Two prominent lobbyists - Paul Hardesty and John Cavacini - registered earlier this month to lobby for WVU Research Corp., the university's nonprofit affiliate. They are each making $10,000 for three months of work with contract renewals possible.

WVU may soon be paying, all told, nearly a half million dollars a year on Charleston and D.C. lobbying efforts.

House Finance Chairman Harry Keith White, D-Mingo, said he understood why WVU might need new lobbyists in Charleston.

"I think they felt they had some issues in last year's Legislature that they didn't do very well at," White said.

White said the university wanted to be designated the Marcellus shale research center for the state - but "they didn't do very well on that one," White said.

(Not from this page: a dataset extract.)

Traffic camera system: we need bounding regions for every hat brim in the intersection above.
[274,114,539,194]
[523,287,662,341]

WVU also hopes to build a Big 12-suitable baseball stadium using a tax-increment financing district. That effort came to an abrupt halt in February when Commerce Department officials told lawmakers they hadn't received any of the necessary documents needed to proceed. The project is now proceeding but will still need legislative approval.

Kessler said tax deal for the stadium came up in passing during his discussions with the university's lobbying team. The deal is meant to benefit the university but the tax deal itself goes to a private land developed. Lofstead said WVU's lobbyists are "certainly aware of the project and its importance to the economic development of this part of the state, but they are not representing WVU on this issue." In a second telephone interview late last week, Kessler said he - not the lobbying team - brought up the tax deal.

Cavacini and Hardesty did not respond to requests for comment.

Kessler said they and the university's general counsel, William Hutchens, visited him during legislative interims, which were the second week of September.

Later that evening, Cavacini and Hutchens went to dinner with other people, including Kessler; Prezioso; Senate Education Chairman Bob Plymale, D-Cabell; Sen. Mike Hall, R-Putnam; and Larry Puccio, the Democratic Party chairman and a lobbyist.

Prezioso said Puccio invited him to the event. The two are old friends from Marion County. Puccio said there wasn't any WVU business spoken about around him.